Ma ci sono scarti agricoli e rifiuti in grado di alimentare l’intera bioeconomia? La situazione che si va delineando a livello globale è molto intricata: da una parte la domanda di biomassa cresce e si indirizza non solo alle bioenergie ma anche ai cosiddetti biomateriali e biochemicals, dall’altro si proiettano verso il mercato mondiale della bioeconomia paesi che offrono ampia disponibilità di biomassa come Malesia, Canada, Brasile, ma anche i paesi dell’Europa settentrionale e la Russia, che detengono un enorme patrimonio forestale. Non è un caso che la Biochemtex, società del MossiGhisolfi Group, dopo l’inaugurazione della bioraffineria per la produzione di bioetanolo di seconda generazione a Crescentino, in provincia di Vercelli, sia impegnata oggi in nuovi progetti per replicare l’impianto italiano in Brasile, Cina e Malesia. Il governo di Kuala Lumpur ha messo la biomassa al centro del proprio piano di sviluppo economico dei prossimi anni. Nel 2011 è stata presentata una National Biomass Strategy 2020 focalizzata sull’olio di palma, che già oggi contribuisce all’8% del reddito nazionale: circa 25,5 miliardi di dollari (la Malesia è il secondo produttore ed esportatore al mondo di olio di palma). L’obiettivo è portare il contributo della bioeconomia al prodotto interno lordo (Pil) dall’attuale 2-3% all’8-10% entro il 2020.

 

Chi al tema ha dedicato numerosi studi è Michael Carus, amministratore delegato del nova-Institut, un centro di ricerca privato con base a Hürth, vicino a Colonia, in Germania. Il nova-Institut è considerato una vera e propria autorità e preso come punto riferimento non solo in Europa ma anche negli Stati Uniti, che citano espressamente le sue ricerche anche nel loro programma di sostegno alla bioeconomia “Biopreferred”. 

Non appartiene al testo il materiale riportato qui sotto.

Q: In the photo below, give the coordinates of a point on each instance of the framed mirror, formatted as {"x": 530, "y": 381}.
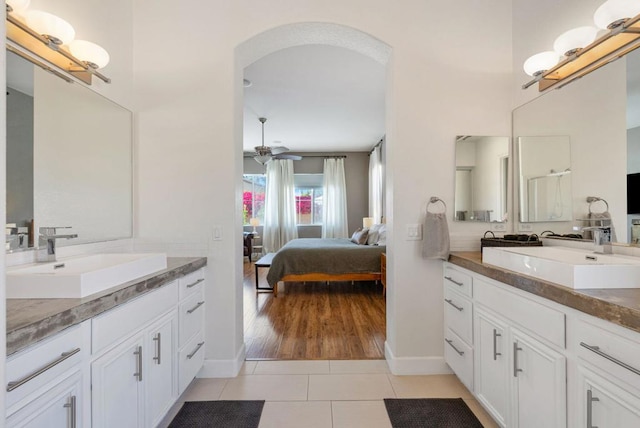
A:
{"x": 69, "y": 159}
{"x": 544, "y": 179}
{"x": 482, "y": 166}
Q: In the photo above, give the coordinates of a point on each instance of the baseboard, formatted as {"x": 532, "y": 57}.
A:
{"x": 223, "y": 368}
{"x": 415, "y": 365}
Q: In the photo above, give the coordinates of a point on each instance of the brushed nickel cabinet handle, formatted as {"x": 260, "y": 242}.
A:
{"x": 516, "y": 348}
{"x": 596, "y": 349}
{"x": 193, "y": 284}
{"x": 450, "y": 342}
{"x": 16, "y": 383}
{"x": 495, "y": 344}
{"x": 190, "y": 311}
{"x": 454, "y": 281}
{"x": 71, "y": 405}
{"x": 449, "y": 301}
{"x": 138, "y": 373}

Ma come si definisce esattamente la biomassa? Gli esperti la definiscono come la frazione biodegradabile dei prodotti, rifiuti e residui di origine biologica provenienti dall’agricoltura (comprendente sostanze vegetali e animali), dalla silvicoltura e dalle industrie connesse, comprese la pesca e l’acquacoltura, nonché la parte biodegradabile dei rifiuti industriali e urbani. 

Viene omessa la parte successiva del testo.